Mesmo quando não há uma artéria para afastar do nervo, o cirurgião pode proteger esse nervo e, nesses casos, há até 70% de chance de alívio dos sintomas, revela o especialista do HGRS.
“Outra opção é você provocar uma lesão intra-cirúrgica nesse nervo, o que também gera uma resposta positiva acima de 80%. É possível, ainda, utilizar uma radioterapia cirúrgica, usar eletrodos e outros mecanismos para impedir a conexão do nervo, interromper essas funções do nervo para impedir que ele continue sensibilizando e causando dor. A qualidade de vida do paciente melhora”.
Tratamento de dor crônica exige cuidar também do emocional
Fatores emocionais não desencadeiam as dores neuropáticas, como a neuralgia do trigêmeo, mas podem piorar o quadro, diz a neurologista Priscila Vieira. Por conta disso, a qualidade de vida do paciente é importante, acrescenta a médica.
“Principalmente porque a dor é muito forte e pode causar ansiedade e depressão. Alguns pacientes têm uma resposta melhor a determinado tipo de tratamento, outros têm uma resposta mais lenta ou não respondem e é preciso buscar outras alternativas de tratamento. E tudo isso gera desgaste no paciente”, afirma a especialista.

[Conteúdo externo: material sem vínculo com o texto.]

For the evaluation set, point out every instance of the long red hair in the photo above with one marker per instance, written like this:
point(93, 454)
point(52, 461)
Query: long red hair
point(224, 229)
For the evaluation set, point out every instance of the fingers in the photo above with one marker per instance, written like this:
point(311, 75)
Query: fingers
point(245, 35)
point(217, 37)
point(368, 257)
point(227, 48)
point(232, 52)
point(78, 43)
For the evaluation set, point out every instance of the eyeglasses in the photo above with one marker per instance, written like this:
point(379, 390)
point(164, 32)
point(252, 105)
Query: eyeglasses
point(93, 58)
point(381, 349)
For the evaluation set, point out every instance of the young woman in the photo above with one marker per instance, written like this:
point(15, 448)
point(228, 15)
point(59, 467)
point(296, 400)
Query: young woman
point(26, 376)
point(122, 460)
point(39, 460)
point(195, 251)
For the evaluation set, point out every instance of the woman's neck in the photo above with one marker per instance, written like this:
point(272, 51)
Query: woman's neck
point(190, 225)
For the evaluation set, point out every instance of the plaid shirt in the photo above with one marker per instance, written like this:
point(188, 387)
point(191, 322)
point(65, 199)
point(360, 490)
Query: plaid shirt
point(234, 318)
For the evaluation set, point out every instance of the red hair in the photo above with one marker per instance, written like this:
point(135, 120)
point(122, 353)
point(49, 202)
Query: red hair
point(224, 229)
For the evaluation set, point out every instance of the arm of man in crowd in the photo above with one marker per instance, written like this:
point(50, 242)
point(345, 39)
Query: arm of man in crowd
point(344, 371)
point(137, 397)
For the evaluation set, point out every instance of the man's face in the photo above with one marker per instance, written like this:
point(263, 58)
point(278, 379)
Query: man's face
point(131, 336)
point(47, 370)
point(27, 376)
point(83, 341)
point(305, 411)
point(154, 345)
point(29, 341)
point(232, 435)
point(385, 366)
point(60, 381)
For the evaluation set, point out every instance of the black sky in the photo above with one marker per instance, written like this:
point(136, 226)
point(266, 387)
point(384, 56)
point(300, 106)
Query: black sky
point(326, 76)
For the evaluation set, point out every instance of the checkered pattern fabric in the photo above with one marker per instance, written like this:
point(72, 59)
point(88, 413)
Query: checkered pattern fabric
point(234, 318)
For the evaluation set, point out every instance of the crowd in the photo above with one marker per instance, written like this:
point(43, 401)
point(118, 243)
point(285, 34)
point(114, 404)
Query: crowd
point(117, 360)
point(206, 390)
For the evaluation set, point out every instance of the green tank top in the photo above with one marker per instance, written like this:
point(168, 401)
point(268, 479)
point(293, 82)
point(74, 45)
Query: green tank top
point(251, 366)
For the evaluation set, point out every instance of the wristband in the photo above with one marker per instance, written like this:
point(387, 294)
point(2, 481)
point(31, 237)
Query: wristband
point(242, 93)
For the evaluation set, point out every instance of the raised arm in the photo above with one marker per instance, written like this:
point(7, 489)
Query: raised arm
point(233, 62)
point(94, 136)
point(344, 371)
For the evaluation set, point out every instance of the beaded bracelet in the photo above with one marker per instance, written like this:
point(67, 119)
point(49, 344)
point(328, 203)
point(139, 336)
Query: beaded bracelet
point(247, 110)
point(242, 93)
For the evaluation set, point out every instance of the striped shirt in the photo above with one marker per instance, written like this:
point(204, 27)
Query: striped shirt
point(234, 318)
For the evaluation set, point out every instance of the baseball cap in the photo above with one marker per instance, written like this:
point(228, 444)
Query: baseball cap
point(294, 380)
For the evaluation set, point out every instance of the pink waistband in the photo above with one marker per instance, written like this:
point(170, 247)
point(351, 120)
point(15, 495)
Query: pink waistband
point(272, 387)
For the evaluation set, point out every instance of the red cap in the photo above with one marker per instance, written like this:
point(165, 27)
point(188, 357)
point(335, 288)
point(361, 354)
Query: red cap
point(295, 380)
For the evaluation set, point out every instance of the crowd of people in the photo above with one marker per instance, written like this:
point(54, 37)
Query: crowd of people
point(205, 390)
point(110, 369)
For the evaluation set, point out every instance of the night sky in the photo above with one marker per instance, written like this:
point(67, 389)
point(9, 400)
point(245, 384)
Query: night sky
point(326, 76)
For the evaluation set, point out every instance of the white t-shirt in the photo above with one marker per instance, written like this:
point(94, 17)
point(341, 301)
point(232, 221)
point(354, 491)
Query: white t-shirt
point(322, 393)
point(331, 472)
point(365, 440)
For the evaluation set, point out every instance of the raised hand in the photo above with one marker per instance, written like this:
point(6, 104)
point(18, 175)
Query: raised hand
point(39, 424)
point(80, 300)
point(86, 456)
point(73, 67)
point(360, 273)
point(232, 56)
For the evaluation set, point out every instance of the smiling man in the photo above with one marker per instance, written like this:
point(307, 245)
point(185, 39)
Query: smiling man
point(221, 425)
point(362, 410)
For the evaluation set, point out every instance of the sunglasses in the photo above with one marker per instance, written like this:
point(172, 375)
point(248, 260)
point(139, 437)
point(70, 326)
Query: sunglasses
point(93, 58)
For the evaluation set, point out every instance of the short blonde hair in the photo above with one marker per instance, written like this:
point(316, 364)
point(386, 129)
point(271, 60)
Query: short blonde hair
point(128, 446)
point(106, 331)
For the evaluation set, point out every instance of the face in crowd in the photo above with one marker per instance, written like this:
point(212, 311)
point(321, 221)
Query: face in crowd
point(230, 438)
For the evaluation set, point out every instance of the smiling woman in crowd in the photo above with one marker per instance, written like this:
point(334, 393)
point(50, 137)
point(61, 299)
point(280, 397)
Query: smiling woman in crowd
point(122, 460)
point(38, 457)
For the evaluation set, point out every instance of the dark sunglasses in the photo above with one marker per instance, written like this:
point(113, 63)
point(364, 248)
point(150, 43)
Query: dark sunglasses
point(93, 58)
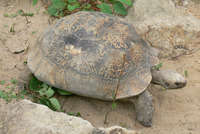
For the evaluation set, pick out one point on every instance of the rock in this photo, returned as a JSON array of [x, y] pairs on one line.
[[25, 117], [113, 130], [168, 28]]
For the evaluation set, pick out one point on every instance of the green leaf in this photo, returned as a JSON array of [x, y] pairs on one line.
[[119, 8], [71, 7], [2, 82], [44, 87], [52, 10], [55, 103], [13, 96], [88, 6], [114, 105], [35, 2], [127, 2], [20, 11], [13, 81], [41, 93], [49, 92], [158, 66], [63, 92], [186, 73], [58, 4], [6, 15], [34, 84], [105, 8], [45, 101]]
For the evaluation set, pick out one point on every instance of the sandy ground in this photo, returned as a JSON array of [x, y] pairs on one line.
[[176, 111]]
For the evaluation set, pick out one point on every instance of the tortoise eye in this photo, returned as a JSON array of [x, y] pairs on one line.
[[177, 83], [167, 84]]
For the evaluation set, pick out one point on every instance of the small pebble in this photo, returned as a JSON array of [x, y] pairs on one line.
[[185, 3]]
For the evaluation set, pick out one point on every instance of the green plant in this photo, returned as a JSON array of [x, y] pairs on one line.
[[9, 95], [186, 73], [158, 66], [43, 93], [60, 8]]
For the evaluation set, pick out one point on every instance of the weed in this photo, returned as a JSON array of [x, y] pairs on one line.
[[43, 93], [13, 81], [8, 96], [37, 11], [2, 82], [186, 73], [60, 8]]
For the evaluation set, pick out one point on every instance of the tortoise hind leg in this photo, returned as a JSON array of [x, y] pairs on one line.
[[144, 108], [24, 78]]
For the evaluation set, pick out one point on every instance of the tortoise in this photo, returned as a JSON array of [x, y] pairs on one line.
[[83, 53]]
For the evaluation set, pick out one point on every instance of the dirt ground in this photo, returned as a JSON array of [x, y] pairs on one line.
[[176, 111]]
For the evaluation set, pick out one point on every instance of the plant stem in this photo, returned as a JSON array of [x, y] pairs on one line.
[[25, 16]]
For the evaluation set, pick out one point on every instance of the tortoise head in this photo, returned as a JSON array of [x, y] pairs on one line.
[[168, 79]]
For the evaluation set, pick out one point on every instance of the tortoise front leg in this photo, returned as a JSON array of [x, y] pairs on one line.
[[144, 108]]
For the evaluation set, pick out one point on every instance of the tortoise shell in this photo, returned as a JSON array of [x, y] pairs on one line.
[[83, 54]]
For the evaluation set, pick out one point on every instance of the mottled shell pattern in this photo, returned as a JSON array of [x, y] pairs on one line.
[[83, 54]]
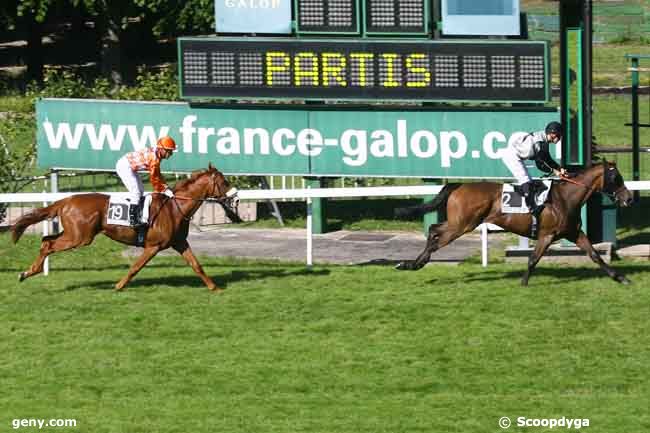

O emocional descompensado tanto pode agravar a dor sentida quanto, por causa da dor persistente, a saúde mental do doente também ser afetada. “É muito importante lembrar que quando se trata de dor crônica, existe o tratamento da dor e existe também cuidar das questões emocionais e garantir o bem-estar do paciente, a qualidade de sono, da alimentação, atividade física. Porque a ausência desses cuidados pode potencializar o aumento da dor e da percepção da dor”, explica a neurologista clínica Maria Clara Carvalho.
A médica acrescenta que isso ocorre porque a percepção da dor está relacionada também com os neurotransmissores ligados ao estresse e ao bem-estar do indivíduo, como a noradrenalina e a serotonina.
“A qualidade de vida interfere na dor crônica porque a dor é algo que tem aspectos também subjetivos. Para o controle da doença, a pessoa precisa manter atividade física, dormir bem e tratar a ansiedade, porque o excesso de dor pode causar ansiedade, depressão e isolamento social”, acrescenta o neurologista Ricardo Alvim.
O especialista explica que, geralmente, uma equipe multidisciplinar, com psiquiatra e fisioterapeuta, atua junto com o neurologista para buscar a redução da intensidade das dores. “Trata-se de uma terapia complementar ao trabalho do neurologista”, diz.